Question

Let A and B be 2 x 2 matrices with integer entries such that A, A + B, A + 2B, A + 3B, and A + 4B are all invertible matrices whose inverses have integer entries. Show that A + 5B is invertible and that its inverse has integer entries.

Answer 1

This is a problem in which i have no idea where to start, just looking for some ideas or suggestions :)

Answer 2

What? Something you don't know.

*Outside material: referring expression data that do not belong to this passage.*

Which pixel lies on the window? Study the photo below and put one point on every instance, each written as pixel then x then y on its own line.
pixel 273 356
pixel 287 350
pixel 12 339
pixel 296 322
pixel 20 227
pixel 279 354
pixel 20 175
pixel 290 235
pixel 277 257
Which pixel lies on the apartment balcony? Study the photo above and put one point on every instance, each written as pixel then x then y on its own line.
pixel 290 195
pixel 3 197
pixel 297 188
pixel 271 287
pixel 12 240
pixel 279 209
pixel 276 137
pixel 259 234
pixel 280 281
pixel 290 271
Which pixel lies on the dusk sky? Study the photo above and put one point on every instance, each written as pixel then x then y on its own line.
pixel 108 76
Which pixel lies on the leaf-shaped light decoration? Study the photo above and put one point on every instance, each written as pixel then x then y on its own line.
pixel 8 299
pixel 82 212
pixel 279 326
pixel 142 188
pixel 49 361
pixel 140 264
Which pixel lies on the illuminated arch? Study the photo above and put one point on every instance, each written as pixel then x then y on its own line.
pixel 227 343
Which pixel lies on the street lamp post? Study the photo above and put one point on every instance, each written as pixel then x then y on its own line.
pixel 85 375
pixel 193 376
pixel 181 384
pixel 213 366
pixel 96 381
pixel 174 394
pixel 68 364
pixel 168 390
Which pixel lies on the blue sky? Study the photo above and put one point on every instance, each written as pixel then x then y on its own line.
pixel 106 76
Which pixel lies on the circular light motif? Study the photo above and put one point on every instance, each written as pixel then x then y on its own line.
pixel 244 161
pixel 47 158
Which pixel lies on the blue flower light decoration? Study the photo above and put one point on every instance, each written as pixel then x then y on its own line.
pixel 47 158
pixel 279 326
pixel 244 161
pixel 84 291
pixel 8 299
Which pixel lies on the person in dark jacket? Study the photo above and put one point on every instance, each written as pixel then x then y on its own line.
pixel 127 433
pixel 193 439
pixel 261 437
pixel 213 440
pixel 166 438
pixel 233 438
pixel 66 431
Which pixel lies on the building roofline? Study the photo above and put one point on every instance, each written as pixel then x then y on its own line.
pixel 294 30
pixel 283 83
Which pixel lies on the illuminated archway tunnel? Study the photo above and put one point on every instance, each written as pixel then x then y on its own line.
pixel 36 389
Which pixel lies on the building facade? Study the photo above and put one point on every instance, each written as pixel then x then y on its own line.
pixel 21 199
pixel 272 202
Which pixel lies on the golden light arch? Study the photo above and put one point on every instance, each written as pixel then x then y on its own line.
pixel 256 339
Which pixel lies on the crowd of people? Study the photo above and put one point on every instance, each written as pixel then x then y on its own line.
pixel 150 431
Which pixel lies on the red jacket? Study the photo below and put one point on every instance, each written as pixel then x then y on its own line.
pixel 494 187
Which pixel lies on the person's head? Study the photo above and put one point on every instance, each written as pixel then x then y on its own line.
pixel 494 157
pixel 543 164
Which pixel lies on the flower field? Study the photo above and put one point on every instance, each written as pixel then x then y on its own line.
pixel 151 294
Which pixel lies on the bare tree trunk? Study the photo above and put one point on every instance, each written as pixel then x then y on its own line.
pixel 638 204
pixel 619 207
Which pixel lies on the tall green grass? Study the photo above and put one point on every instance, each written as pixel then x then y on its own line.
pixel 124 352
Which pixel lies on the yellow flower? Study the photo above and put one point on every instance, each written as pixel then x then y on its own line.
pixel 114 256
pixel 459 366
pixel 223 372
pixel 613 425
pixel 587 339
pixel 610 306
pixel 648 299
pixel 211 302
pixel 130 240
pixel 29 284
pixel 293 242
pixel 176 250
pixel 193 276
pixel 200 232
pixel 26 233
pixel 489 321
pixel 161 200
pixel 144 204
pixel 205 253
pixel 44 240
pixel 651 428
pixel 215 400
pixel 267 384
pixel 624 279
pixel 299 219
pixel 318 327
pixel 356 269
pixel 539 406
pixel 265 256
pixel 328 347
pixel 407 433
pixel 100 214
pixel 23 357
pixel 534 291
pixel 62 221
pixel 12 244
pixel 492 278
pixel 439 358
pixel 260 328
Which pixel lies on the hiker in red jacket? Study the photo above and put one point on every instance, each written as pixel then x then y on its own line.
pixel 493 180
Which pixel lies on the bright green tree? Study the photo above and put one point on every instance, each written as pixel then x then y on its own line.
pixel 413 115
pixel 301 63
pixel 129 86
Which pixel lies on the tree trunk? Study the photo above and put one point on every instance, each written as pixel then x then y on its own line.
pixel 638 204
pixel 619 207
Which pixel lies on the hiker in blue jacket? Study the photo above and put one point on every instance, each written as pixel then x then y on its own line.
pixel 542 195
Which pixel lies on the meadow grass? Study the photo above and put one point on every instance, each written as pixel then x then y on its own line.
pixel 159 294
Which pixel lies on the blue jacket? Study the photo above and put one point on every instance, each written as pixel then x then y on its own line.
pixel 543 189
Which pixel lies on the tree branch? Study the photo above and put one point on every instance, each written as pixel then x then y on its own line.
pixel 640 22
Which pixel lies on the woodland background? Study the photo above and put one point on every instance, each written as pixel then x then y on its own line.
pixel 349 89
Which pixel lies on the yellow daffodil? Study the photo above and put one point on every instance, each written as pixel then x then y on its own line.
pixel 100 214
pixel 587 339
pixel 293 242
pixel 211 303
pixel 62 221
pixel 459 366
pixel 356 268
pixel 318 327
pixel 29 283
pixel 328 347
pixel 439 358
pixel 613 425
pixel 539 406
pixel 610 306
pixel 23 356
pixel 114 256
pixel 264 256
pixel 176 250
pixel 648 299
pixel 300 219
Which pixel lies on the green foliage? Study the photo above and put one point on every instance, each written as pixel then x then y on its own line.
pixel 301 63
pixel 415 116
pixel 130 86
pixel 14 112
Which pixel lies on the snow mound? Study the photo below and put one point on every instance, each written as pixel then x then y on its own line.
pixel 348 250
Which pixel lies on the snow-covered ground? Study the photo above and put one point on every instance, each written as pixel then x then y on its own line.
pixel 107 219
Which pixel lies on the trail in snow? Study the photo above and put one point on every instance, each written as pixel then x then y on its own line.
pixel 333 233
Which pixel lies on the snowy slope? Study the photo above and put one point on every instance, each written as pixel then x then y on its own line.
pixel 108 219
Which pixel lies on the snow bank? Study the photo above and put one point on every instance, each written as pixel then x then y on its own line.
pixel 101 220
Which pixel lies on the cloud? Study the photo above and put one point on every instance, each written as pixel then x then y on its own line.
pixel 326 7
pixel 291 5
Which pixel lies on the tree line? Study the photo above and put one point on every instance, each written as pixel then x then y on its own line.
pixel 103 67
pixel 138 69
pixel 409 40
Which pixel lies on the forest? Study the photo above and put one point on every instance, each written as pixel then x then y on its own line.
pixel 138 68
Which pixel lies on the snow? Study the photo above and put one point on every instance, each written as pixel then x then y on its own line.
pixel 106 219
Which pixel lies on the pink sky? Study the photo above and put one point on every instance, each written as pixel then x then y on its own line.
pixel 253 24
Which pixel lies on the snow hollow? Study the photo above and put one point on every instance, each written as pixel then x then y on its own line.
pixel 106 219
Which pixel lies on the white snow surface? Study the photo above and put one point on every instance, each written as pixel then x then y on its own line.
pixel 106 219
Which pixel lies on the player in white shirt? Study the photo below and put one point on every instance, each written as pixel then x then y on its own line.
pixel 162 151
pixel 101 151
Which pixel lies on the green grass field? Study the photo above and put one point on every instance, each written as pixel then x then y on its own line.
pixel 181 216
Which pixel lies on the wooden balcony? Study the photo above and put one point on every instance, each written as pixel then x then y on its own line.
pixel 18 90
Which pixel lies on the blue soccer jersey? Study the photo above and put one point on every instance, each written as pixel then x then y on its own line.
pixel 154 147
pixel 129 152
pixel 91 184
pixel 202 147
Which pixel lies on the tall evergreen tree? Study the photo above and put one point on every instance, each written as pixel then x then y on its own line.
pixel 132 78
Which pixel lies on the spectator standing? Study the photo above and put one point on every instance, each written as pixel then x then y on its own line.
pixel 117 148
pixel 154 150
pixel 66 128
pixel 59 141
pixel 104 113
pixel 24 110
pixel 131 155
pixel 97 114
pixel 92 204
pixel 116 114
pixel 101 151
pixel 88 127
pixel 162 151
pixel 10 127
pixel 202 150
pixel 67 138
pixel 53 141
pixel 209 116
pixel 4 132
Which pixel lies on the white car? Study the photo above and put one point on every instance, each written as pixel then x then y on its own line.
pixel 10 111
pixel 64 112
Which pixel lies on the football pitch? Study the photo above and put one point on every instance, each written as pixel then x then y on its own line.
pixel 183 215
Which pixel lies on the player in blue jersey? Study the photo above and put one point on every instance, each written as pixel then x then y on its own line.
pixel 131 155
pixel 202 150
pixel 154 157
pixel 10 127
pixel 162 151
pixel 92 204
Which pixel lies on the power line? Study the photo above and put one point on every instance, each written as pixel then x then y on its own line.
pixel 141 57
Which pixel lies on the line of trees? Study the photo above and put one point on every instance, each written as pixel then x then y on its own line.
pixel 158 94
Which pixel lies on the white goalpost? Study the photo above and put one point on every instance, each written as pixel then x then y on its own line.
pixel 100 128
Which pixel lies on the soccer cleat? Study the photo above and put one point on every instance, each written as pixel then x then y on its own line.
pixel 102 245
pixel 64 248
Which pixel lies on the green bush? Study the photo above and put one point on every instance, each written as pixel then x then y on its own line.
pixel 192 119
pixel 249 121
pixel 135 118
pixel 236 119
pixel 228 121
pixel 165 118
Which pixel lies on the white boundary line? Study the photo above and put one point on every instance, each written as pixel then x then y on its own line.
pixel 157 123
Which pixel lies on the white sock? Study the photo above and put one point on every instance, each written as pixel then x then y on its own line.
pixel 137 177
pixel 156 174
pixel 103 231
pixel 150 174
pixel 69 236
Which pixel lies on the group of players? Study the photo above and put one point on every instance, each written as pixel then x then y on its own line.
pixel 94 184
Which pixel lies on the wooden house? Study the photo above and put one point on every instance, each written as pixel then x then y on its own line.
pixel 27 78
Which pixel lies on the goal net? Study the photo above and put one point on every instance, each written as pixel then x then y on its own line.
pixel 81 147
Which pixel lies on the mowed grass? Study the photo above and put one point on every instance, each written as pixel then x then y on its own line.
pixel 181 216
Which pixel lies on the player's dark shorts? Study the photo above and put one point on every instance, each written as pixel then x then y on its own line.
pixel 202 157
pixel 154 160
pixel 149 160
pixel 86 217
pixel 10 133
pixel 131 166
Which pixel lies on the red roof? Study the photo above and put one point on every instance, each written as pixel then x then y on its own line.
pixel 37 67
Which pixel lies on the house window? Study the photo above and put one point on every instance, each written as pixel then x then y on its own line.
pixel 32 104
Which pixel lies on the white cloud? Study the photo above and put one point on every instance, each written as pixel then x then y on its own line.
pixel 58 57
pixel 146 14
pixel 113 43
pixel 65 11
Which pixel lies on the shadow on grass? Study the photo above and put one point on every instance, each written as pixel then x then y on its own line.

I'm surprised to see

Answer 3

If you don't know, I don't think anyone else knows

Answer 4

i would like alchemista to look at it, he/she is pro:) im not really looking for a solution, just ideas.

Answer 5

I don't think alchemista is around at the moment

Answer 6

i can tell :( im gonna mess with it for a bit.

Answer 7

joemath can u tell me abt invertible matrices... i forgot abt them

Answer 8

well, there are a couple of things, namely that the det of the matrix isnt 0, or that there exists another matrix such that when you multiply them you get the identity matrix.

Answer 9

what if adding the matrices helps us...

Answer 10

we can have a new matrice if we add a+3b and a+2b

Answer 11

and subtracting a

Answer 12

woul still give us an invertible matrice and with int in it

Answer 13

so you have that A+5B = (A+2B) + (A + 3B) - (A)

Answer 14

how do you know that? i dont think that is necessarily true.

Answer 15

a have some int so if we subtract a frm 2a it still would be int

Answer 16

thats right, we know that A + 5B is going to have integers in it, but we dont know that its inverse is

Answer 17

The inverse of a matrix will have integer entries if the determinant of the matrix is 1 or -1

Answer 18

is that an "if and only if" statement?

Answer 19

yes of course because

Answer 20

if the det is nonzero its invertible

Answer 21

err wait a second

Answer 22

determinants of matrice is non zero then if we add two non zero det matrice don't u think the result would be non zero only ? i'm not sure abt tht but i've an intuition fr it

Answer 23

the reverse implication is, if the inverse has integer entries is the determinant of the original -1 or 1

Answer 24

The intuition is based on elementary operations again

Answer 25

I dont know if it will help you with the problem.

Answer 26

anything is helpful :) although im gonna go to bed, thinking about it now is making me tired lol.

Answer 27

i'll look at it from that angle tomorrow when i have time, thank you both for your input :)

Answer 28

Also make sure you are thinking about this
\[\det \left[\begin{matrix}a & b \\ c & d\end{matrix}\right] = ad - bc\]

Answer 29

yeah, i have that written out for both A and B in an arbitrary way, but there are so many variables its a tad confusing.

Answer 30

anywhos, sleeeeeep, thanks again.

Answer 31

a and b must be nonzero ....

Answer 32

so 4b will only give 4det b

Answer 33

which will be nonzero

Answer 34

or even if b is zero then a can't be zero.... so a + 5b must be non zero matrice

Answer 35

alchemista in the question its already given that a+4b is non zero...so either a is non zero or b or maybe both..........then a + 5 b should be non zero too...

Answer 36

we aren't talking about weather the matrix has non zero entries.

Answer 37

invertibility is a stronger condition

Answer 38

there are nonzero 2x2 matrices that are not invertible

Answer 39

when i say non zero i mean non zero determinant

Answer 40

yeah but its given in the question that a is invertible

Answer 41

if we can sum a+3b then we can divide them too (A) + 3(B)

Answer 42

and it doesn't matter whether b is invertible or not .....becuz we know a is..

Answer 43

You will need to show the following
\[(a_1+ka_2)(d_1+kd_2)-(b_1+kb_2)(c_1+kc_2)\] is 1 or -1

Answer 44

for k = 5 given that it holds for 1,2 ,3, 4

Answer 45

You are also given that \[a_1d_1 - b_1c_1\] is 1 or -1

Answer 46

now we know a1d1 - b1c1 /= 0

Answer 47

from det of a

Answer 48

What I said before is an if and only if. Since the inverse has integer entries the det is 1/-1

Answer 49

1 or -1